It is well known that addition of Hg²⁺ can cause cross-linking of sulfhydryl groups in the cysteine amino acid residues of proteins. We reasoned that if the effect of Hg²⁺ on paracellular permeability was due to cross-linking of proteins either in the tight junction itself or associated with the tight junctional complex, then reducing the cross-linked cysteine residues would result in altered transepithelial resistance. We therefore monitored TEER of cell monolayers treated with Hg²⁺ in the presence and absence of 1 mM β-mercaptoethanol. As shown in Fig. 3, addition of this reducing agent did not result in any significant changes in TEER across the monolayer, suggesting that the action of Hg²⁺ in altering TEER is unlikely to be caused by the cross-linking of cysteine residues in TJ proteins.

Fig. 3.

Hg²⁺-induced increase in the tight junction permeability is independent of its cysteine cross-linking property. Cells were treated with the reducing agent (cysteine crosslinking inhibitor) β-mercaptoethanol at time 0, and mercuric chloride was added after 60 min. TEER was measured at 15-min intervals in presence of β-mercaptoethanol (n = 6).
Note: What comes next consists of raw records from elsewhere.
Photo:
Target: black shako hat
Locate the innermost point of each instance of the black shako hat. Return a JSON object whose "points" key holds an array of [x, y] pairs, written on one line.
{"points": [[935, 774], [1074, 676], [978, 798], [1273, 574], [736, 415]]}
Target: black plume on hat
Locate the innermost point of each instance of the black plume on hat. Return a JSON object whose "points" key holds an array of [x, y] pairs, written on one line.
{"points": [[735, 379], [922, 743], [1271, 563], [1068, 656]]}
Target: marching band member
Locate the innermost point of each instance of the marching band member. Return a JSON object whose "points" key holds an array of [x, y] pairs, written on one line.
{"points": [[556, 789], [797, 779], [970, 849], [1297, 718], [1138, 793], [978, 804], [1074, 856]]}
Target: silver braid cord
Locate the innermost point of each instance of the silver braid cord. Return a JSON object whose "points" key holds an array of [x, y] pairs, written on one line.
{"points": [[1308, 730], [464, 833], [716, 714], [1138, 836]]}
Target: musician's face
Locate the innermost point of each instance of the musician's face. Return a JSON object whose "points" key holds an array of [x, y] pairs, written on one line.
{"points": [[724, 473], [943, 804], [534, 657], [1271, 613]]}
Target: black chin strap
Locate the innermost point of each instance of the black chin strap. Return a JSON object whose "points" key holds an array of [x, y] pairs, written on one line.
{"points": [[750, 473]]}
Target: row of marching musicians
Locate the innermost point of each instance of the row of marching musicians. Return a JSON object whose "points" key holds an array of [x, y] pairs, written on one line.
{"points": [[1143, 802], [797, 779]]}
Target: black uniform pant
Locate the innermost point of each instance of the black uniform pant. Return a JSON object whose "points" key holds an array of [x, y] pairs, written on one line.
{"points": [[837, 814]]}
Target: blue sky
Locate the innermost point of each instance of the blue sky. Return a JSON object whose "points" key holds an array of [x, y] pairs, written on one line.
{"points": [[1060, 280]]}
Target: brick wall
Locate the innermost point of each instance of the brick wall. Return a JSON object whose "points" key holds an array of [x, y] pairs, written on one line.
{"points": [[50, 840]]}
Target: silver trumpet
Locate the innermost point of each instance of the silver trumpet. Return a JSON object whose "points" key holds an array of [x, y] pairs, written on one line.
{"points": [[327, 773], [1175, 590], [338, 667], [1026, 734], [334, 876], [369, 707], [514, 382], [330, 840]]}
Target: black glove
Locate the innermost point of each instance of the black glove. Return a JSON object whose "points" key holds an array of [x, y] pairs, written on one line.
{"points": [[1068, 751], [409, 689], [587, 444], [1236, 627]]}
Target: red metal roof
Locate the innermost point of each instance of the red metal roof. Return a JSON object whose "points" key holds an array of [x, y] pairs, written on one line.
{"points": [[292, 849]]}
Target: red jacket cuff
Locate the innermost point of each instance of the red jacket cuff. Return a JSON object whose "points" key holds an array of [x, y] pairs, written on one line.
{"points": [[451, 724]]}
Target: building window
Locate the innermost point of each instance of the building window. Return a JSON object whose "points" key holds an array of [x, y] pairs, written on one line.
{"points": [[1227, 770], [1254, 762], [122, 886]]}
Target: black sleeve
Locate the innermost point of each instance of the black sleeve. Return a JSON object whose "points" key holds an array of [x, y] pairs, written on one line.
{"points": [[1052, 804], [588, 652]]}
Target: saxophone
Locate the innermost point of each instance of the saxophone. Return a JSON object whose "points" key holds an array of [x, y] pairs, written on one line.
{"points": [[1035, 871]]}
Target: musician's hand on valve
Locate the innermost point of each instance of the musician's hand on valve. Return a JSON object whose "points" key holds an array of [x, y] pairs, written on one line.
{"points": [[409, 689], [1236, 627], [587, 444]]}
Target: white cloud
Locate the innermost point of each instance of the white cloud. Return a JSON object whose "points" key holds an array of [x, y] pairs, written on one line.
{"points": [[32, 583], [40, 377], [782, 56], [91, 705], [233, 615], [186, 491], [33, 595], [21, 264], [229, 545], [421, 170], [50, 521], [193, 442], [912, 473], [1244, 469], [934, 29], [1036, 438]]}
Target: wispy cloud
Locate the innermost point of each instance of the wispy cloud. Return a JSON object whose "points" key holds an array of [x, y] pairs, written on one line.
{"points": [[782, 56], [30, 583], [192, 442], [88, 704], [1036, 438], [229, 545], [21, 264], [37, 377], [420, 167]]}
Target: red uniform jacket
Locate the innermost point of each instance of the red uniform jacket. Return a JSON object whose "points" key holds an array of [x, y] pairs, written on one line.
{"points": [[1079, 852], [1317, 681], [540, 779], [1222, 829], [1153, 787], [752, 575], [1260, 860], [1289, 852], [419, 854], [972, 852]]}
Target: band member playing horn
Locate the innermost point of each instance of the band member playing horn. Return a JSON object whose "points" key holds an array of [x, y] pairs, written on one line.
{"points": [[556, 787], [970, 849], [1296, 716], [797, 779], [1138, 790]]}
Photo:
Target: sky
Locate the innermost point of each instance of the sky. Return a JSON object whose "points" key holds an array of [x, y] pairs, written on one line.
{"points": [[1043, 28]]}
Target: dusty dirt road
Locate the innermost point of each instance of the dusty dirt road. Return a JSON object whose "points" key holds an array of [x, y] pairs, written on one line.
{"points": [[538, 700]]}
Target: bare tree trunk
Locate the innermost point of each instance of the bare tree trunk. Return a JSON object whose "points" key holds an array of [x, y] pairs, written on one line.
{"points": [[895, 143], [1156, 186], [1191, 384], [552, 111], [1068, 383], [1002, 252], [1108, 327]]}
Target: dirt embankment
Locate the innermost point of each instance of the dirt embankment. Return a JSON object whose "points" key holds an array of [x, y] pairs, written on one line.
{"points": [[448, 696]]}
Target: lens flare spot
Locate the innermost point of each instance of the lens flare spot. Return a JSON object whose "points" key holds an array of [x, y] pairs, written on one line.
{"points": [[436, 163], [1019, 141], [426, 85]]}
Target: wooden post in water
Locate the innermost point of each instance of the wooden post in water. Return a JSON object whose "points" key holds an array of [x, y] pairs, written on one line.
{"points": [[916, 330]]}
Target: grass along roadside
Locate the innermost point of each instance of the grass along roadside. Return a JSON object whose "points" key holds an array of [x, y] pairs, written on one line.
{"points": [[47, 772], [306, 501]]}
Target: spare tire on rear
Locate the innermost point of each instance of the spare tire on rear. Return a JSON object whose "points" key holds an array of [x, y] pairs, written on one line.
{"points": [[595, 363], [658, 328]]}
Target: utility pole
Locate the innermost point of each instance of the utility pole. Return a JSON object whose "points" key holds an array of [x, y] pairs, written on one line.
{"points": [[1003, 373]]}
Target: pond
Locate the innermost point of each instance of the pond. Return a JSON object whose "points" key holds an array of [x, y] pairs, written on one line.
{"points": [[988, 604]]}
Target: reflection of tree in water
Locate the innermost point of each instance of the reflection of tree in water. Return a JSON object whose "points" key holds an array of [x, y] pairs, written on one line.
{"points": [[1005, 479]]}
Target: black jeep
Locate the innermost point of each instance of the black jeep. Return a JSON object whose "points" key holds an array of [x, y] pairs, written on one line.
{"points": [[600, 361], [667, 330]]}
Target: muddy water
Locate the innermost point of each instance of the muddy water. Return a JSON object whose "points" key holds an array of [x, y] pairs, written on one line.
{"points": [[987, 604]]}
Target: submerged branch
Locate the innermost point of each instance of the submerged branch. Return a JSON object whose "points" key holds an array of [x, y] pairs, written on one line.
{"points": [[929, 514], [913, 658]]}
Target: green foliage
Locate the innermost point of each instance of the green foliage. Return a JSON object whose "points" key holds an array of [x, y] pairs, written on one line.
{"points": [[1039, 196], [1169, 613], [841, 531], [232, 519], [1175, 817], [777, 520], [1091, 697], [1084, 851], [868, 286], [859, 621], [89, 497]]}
Hg²⁺ Induces Opening of Tight Junction Barrier before Activation of Cytotoxic Signals

To delineate whether the increase in paracellular permeability was the result of a specific action of Hg²⁺ on the tight junctions or whether it was due to its nonspecific cytotoxic effect on the cells. We determined total cell viability (apoptotic and necrotic cell death) as a function of time after addition of Hg²⁺ in presence and absence of PKA inhibitor H89. As shown in Fig. 4, A and B, at time 0 addition of Hg²⁺ had no effect on the TEER and the viability of the cells. Most importantly, 15 min after exposure to Hg²⁺ TEER dramatically decreased to 25% of the original value (Fig. 4B), whereas cell viability was not significantly changed (Fig. 4A). Mercury-induced cytotoxic effects were quantifiable only after 30 min were cell viability was reduced, on average, by 40% (Fig. 4A). However, this event did not correlate with a more dramatic reduction in TEER, as demonstrated in Fig. 4B. It is interesting to note that inclusion of the PKA inhibitor H89 that successfully rescued Hg²⁺-induced increase in tight junction permeability did not provide a significant protective effect on cell viability. At the concentration tested, H89 alone had no effect either on TEER or on cell viability (Fig. 4, A and B).

Fig. 4.

Hg²⁺ activates increase in tight junction permeability before the activation of cytotoxic signals in SMG-C6 cell monolayer. A, cells were treated with PKA inhibitor H89 at time 0 and 1 mM mercuric chloride was added after 60 min. Cell viability was determined using a commercially available kit (CellTiter-Glo luminescent cell viability assay; Promega) and is represented as percentage of cell viability compared with water-treated controls. Percentage of cell viability after the cell monolayers were treated with Hg²⁺ for 0, 15, and 30 min. B, transepithelial electric resistance of cell monolayers treated with PKA inhibitor and Hg²⁺ similar to in A for 0, 15, and 30 min (n = 4).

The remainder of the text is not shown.